A problem arose with the Boc PG used to protect the amino-oxy, as the conditions to remove this PG
are relatively harsh. Typically concentrated HCl or pure trifluoroacetic acid (TFA) is used. These
conditions are not practical to work with when screening a large number of different linear peptide
chains in peptide library format. These screening reactions are done in microwell plates which fill up
rapidly and can even overflow due to the large volumes of acid and base needed to mediate the
conditions for the different coupling, and deprotection reactions.

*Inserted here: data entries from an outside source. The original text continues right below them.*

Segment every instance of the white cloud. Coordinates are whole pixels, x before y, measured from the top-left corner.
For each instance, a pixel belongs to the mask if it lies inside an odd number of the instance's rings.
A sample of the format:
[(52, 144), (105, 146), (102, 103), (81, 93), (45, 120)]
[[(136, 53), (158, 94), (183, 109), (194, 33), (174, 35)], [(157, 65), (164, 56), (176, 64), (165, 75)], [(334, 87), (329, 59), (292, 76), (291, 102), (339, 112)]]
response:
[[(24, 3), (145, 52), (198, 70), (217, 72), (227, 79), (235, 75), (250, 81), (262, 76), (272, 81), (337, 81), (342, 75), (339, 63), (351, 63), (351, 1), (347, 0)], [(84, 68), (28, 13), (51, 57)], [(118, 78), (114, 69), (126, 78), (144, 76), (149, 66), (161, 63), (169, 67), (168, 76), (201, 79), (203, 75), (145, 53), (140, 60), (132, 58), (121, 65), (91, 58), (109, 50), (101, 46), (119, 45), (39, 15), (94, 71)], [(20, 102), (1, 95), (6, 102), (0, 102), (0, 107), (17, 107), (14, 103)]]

Therefore a new, more acid labile amino-oxy PG is desired. The research question of this project is:
can a scaffold be synthesized with a highly acid labile PG on the amino-oxy substituent for use in an
orthogonal CLIPS and oxime ligation?
13
1.4 Aim of the project
For this project the exceptionally acid labile 4-methyltrityl (Mtt) will be used to protect the amino-oxy
group (Figure 10). The Mtt group was chosen not only for its acid lability, but also for the fact that it is
well described in literature and is readily commercially available as MttCl.14
Figure 10: The T4-N2 scaffold with the Mtt protected amino-oxy group.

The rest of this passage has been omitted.